Conficker worm disrupts Manchester police systems

Conficker worm disrupts Manchester police systems

Summary: Greater Manchester Police has cut its access to central police computers in an effort to contain the infection

TOPICS: Security

The Conficker worm has hit Greater Manchester Police computers, leaving the force without direct access to central police systems.

The worm was discovered on the computers on Friday, leading the Manchester force to cut access to the Police National Computer (PNC) and other criminal justice systems to prevent further infection. The systems were still infected on Tuesday, Greater Manchester Police (GMP) said in a statement.

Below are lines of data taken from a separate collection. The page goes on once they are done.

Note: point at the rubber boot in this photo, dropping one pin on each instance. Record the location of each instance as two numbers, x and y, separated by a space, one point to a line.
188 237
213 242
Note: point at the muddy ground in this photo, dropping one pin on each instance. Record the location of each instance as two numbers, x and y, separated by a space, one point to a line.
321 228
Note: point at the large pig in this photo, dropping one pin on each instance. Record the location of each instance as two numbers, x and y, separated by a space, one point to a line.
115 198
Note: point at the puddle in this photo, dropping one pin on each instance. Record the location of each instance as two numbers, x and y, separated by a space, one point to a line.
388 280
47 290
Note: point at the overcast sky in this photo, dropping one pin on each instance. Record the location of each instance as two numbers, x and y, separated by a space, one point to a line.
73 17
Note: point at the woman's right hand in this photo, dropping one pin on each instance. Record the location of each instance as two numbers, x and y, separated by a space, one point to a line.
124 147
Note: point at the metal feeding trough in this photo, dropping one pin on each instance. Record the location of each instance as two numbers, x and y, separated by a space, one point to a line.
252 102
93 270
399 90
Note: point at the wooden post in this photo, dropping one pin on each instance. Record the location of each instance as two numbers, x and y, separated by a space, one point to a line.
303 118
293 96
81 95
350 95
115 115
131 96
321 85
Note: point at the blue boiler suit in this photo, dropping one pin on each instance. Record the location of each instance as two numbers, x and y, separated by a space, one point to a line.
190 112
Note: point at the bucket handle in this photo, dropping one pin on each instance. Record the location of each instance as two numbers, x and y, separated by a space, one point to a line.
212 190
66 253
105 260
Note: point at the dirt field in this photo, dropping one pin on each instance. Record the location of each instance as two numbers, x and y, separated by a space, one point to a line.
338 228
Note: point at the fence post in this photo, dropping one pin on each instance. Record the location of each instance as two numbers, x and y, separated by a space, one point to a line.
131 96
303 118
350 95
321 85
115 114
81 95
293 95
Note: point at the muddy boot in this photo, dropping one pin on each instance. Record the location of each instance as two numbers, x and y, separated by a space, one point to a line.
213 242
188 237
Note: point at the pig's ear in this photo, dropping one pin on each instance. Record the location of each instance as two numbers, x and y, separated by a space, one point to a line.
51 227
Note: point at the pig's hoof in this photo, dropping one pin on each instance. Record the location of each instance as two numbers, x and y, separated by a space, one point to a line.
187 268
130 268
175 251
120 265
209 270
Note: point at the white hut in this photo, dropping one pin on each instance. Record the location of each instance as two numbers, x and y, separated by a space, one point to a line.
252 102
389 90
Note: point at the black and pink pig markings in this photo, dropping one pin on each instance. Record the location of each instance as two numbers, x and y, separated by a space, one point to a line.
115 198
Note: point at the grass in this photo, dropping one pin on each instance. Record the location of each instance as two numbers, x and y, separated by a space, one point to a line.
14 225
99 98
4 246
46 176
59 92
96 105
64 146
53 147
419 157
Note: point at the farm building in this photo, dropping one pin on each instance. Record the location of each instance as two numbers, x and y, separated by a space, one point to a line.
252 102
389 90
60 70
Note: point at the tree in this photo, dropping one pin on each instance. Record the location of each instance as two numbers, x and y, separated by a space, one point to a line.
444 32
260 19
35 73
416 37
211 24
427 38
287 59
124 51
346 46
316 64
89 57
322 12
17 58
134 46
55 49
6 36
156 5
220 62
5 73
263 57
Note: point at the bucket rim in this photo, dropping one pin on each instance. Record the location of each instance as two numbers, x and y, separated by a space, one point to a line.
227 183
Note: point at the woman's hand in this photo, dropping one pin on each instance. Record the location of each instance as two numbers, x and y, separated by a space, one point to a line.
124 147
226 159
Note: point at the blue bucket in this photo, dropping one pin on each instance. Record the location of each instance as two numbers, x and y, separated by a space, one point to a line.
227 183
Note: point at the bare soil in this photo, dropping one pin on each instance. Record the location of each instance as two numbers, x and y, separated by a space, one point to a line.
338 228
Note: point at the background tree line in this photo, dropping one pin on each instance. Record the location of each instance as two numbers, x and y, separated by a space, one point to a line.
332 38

Conficker is a network worm that targets holes in Windows and spreads through infected USB devices, or by launching dictionary attacks on weak passwords on networks, among other methods. The GMP has begun an investigation into how the worm entered its systems.

"At this stage, it is not clear where the virus has come from, but we are investigating how this has happened and will be taking steps to prevent this from happening again," said GMP assistant chief constable Dave Thompson.

Police have been warned against the use of USB sticks following the infection. "There have been some internal messages about using personal dongles," a GMP spokesman said.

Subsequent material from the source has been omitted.